The ANA at the time would not detain people, for instance. They had been told that any Afghan resident was entitled to his day in "court" within 72 hours. They had no authority to do anything but turn people they found over to the ANP and the "justice system". Because they had assessed (accurately, I believe) that that meant rapid release in almost all cases, they generally didn't put too much effort into that activity, either.

It's obviously difficult to fight an insurgency if you and your indigenous forces can't/won't either detain people or enter occupied dwellings. That's why by the end of tour I was seeing larger payoffs per unit of effort spent in military mentoring of ANP units than the ANA. I suspect that the army attitudes I saw on my tour towards their role in fighting the insurgency are going to be too deep and hard-wired for them to be "overwritten" easily now, whoever is in charge of the Western effort in Afghanistan.
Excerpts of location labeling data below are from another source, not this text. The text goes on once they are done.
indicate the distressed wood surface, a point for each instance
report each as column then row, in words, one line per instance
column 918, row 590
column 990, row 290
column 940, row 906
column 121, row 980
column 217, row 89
UPDATE: Another factor here is that, as the piece relates, this is a new bunch of Brit mentors in their first weeks with their ANA, from a battalion which will have been fighting and dying in Helmand now a very long time indeed (and are probably on their third or fourth mentor team). You're going to have a learning curve on both sides at this point, so one really shouldn't be too alarmed about any terseness in their dealings with each other (or the Brit sergeant with his Brit private) displayed in the clip. It's normal.